The bill had received approval in the House with a vote of 55-28 and secured a Senate concurrence vote of 30-8.
In addition to SB196, Governor Edwards vetoed 19 line items, totaling approximately $2.3 million, from the budget bill. These line items were associated with local projects in the districts of eight House members who opposed raising the state's spending cap. While the legislature eventually passed a measure to exceed the threshold by $1.65 billion, Governor Edwards remained firm in his decision to punish those who opposed it.
The affected projects include initiatives in the home districts of Republican Representatives Raymond Crews, Dodie Horton, Sherman Mack, Larry Frieman, Julie Emerson, Johnathan Goudeau, Danny McCormick, and Gabe Firment. Furthermore, Governor Edwards vetoed a project in Pollock, which was in the district of Republican Representative Gabe Firment, who had voted in favor of lifting the spending cap but sponsored legislation prohibiting gender transitions for minors—an action the governor intends to veto.
Another line-item veto targeted the funding allocated to the American Rose Society, which had connections to Republican Representative Alan Seabaugh.
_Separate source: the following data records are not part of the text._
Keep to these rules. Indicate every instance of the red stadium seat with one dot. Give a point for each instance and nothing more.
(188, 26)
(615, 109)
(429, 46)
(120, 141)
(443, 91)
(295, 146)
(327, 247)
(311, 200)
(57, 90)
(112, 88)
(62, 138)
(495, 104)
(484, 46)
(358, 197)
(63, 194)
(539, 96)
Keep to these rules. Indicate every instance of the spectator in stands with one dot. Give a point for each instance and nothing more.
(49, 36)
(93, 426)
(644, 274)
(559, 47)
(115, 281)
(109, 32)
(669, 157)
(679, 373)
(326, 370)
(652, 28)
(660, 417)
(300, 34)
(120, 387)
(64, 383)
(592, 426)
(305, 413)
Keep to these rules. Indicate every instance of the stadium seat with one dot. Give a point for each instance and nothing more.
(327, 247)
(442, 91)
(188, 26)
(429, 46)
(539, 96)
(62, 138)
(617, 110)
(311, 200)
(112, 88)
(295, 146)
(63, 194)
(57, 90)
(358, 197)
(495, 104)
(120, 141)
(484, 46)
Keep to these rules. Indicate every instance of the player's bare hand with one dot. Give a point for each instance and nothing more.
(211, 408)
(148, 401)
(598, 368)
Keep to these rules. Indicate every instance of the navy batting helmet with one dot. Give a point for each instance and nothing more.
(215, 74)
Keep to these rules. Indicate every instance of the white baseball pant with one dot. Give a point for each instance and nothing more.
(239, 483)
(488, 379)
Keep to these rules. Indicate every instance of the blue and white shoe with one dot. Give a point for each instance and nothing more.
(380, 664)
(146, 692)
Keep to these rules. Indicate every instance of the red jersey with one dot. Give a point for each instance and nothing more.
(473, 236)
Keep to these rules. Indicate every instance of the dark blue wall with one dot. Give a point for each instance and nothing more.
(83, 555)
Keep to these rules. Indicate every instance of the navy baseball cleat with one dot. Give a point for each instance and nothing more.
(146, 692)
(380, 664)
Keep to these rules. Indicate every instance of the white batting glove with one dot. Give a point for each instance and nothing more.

Representative Seabaugh, who voted against the spending cap, is married to the former director of the society.
House Bill 560, the budget supplemental appropriations bill, received overwhelming support in both chambers, with a House vote of 93-9 and a Senate vote of 38-1. One of the bills that Governor Edwards plans to veto is HB 648, introduced by Representative Gabe Firment. This bill is one of three proposals related to transgender issues that the governor has expressed his intent to reject. The other two bills are HB 81 by Representative Raymond Crews, aiming to prohibit school employees from using students' preferred pronouns without parental consent, and HB 466 by Representative Dodie Horton, seeking to ban discussions on gender identity and sexual orientation in public schools.